Incidentally when Jackie arrived
Nigeria in September 1998, her plan was to stay for no longer than three
years during which she believed she would have put the centre together.
“I never imagined I was coming to stay for life. For three years, all
my personal effects were in a storage in Atlanta until I finally moved
everything down to Nigeria.” she told me during the week.
Jackie said from the outset, her
idea was to replicate what she learnt from the Martin Luther King Centre
and the Carter Centre, both in Atlanta, by recreating a multimedia
exhibition of Shehu Yar’Adua’s life. That has been done successfully, as
anybody who has visited the centre would attest.
Speaking with Jackie, you cannot but
understand how much she believed in the ideals of Shehu Musa Yar’Adua.

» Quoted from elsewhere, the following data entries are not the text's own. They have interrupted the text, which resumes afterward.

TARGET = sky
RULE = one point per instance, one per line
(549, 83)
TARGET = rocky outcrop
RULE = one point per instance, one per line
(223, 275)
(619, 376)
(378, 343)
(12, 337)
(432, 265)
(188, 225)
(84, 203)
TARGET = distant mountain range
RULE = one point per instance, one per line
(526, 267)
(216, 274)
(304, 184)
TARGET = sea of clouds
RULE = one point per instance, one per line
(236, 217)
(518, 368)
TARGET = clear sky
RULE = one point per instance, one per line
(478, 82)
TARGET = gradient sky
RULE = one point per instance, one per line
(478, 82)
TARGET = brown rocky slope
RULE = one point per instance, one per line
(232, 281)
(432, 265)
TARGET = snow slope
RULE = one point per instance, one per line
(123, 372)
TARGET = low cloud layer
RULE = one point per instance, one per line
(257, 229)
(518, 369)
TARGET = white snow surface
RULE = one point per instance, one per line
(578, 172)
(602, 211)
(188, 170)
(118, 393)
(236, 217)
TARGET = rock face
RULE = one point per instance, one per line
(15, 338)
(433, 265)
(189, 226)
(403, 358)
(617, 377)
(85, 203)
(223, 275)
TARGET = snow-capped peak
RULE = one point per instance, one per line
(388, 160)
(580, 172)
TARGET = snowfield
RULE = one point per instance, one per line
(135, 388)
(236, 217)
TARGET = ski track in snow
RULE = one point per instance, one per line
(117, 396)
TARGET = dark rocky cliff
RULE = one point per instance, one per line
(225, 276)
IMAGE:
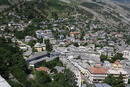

Yet it is rare to meet a person so willing to defy the odds for the
triumph of a symbol like Jackie has done with the Yar’Adua Centre, which
remains an enduring legacy to an individual of its type in Nigeria.
With a strong Board of Trustees whose members have extensive experience
in their responsibilities, and a management headed by her and line
professionals selected with the help of consultants, the Centre
publishes its annual accounts and report year in year out. These
accounting credentials have earned the Centre many and continuing
partnerships with sponsors as numerous as those interested in the
conduct of scholastic studies and provision of humanitarian services.
While hosting world class events has
placed Jackie among the top league of Nigeria’s managerial talents, the
Yar’Adua Center has survived as both a cultural icon and a competitive
conference brand that continues to attract tourists and annual general
meetings of every corporate member of Nigeria’s blue chip companies. In
hosting AGMs, EGMs and international events attended by past and former
prime ministers, presidents, leading philanthropists like Bill/Melinda
Gates and George Soros, Jackie has made Yar’Adua Center a thriving
5-star brand.
But the brand is not just a
building. It is also more than the efficiency and professionalism that
it exudes on all fronts. The brand is, at once, the best and richest
library in Abuja, the most structured conference facility, an
architectural reference and - above all - a virtual edifice that is a
fitting tribute to a great Nigerian.